Anthony Joseph est le genre d’artiste qui donne parfois l’impression d’écrire ses disques comme d’autres remplissent des carnets de notes dans des bars enfumés, sans fermeture, sans ponctuation définitive, avec cette sensation qu’une idée en pousse toujours une autre avant même d’avoir fini de d’exister. Artiste prolifique, terriblement prolifique même, au point que lorsqu’il entre en studio pour enregistrer Rowing Up River To Get Our Names Back l’an dernier, il en profite aussi pour mettre en boîte le disque qui nous occupe aujourd’hui, The Ark.
Et sous cette arche, il y a du monde. Dave Okumu, évidemment, à la production, architecte patient et dangereux, capable de faire respirer un morceau comme on ouvre une fenêtre dans une pièce remplie d’encens.
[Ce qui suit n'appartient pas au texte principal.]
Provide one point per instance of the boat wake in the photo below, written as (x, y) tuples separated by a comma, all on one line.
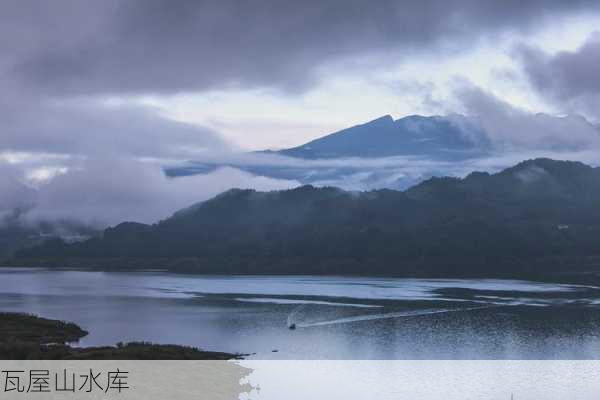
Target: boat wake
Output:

Autour de lui, Tom Skinner, Eska Mtungwazi, Colin Webster, Nick Ramm, Aviram Barath, Byron Wallen, James Wade Sired, Dan See, Richard Spaven ou encore Giacomo Smith. Une distribution all-stars qui pourrait facilement sombrer dans le jazz démonstratif, cette maladie moderne où chaque musicien veut prouver qu’il a fait conservatoire et thérapie. Mais ici, personne ne joue au plus intelligent. Tout le monde sert le vertige.
Parce qu’au centre, il y a Joseph. Toujours lui. Sa voix qui parle plus qu’elle ne chante, qui raconte plus qu’elle n’explique. Une voix qui avance comme un vieux taxi dans Port of Spain à trois heures du matin, cahotante, chaude, pleine de visions étranges et de vérités qu’on préférerait parfois ne pas entendre. Sous cette arche, on retrouve surtout son style, quelque chose de léger, bondissant, presque dansant, mais traversé par une gravité épaisse, une obscurité lente, une conscience politique et spirituelle qui refuse de se déguiser, qui refuse de se taire.
The Ark est un disque rempli de chiens errants, d’esprits vaudou, de rues londoniennes humides, de fantômes caribéens, de science-fiction noire et de souvenirs qui sentent la cannelle, la rouille et les nuits tropicales. Anthony Joseph écrit comme Mohamed Choukri regardait Tanger, avec faim. Les images surgissent sans prévenir. Un personnage traverse Cuba puis Brixton dans la même phrase. Baron Samedi devient DJ. Sun Ra serre la main de George Clinton pendant qu’un vieux calypso dérive dans une nappe de synthétiseur.
Et musicalement, quel disque étrange. Il y a du spoken word, bien sûr, mais aussi du jazz cosmique, du dub, du P-Funk, du calypso spectral, des rythmiques qui cognent doucement comme des coques de bateau. Par moments, cela rappelle davantage OutKast ou Burial qu’un disque de jazz londonien contemporain. The Ark préfère les fissures, les courants d’air et les apparitions.
Depuis vingt ans, Anthony Joseph construit une œuvre qui pense autant qu’elle groove. Une œuvre nourrie par les diasporas caribéennes, Édouard Glissant, les mythologies noires, les ruines coloniales et les futurs encore possibles. Mais là où beaucoup transforment ces références en décoration universitaire, Joseph leur laisse du sang, de la sueur et des ombres.
The Ark n’est pas un disque qui cherche à séduire immédiatement. Il agit plutôt comme ces rêves bizarres qui reviennent plusieurs jours après le réveil, sans prévenir, au coin d’une rue ou dans un bus trop silencieux. Et dans une époque où tant de musique ressemble à du contenu pressé sous vide, cette arche-là avance encore avec du feu dans le ventre.